Figure 2. The measured (left)
and retrieved (right) XFROG trace of the 8 mm fiber continuum.
Fig. 2 shows the measured XFROG trace
(left) and the retrieved trace (right) of the short-fiber
continuum. We see from the figure that the retrieved trace is in
good agreement with the measured one, reproducing all the major
features (the additional structure in the retrieved trace is due
to fluctuations in the continuum that the XFROG algorithm sees
and reproduces, but which are smeared out in the measurement
over several billion pulses).

Figure 3. The retrieved
continuum intensity and phase vs. time (left), the retrieved
continuum intensity and phase vs. frequency (right).

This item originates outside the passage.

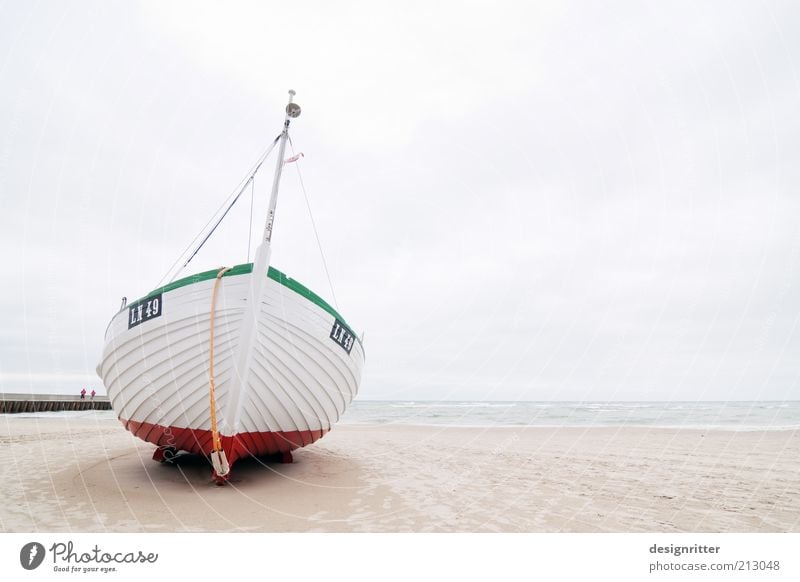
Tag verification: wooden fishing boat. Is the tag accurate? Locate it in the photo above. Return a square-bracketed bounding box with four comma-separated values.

Figure 3 shows the retrieved
continuum intensity and phase. Note that the temporal extent of
the continuum from the 8 mm long fiber is shorter than the input
40-fs pulse! It consists of series of sub-pulses, each of which
is considerably shorter than the input pulse. Also, the short
fiber continuum has less complex temporal and spectral features
than the continuum pulses previously measured from longer
fibers. The spectral phase of the short-fiber continuum is much
less distorted than that from long fiber, varying only in the
range of 25 rad (vs. several thousand rad). The experimental
results have been compared with numerical simulations, with good
qualitative agreement being obtained. Moreover, the simulations
have allowed the temporal structure observed in experiments to
be interpreted as due to soliton breakup or fission.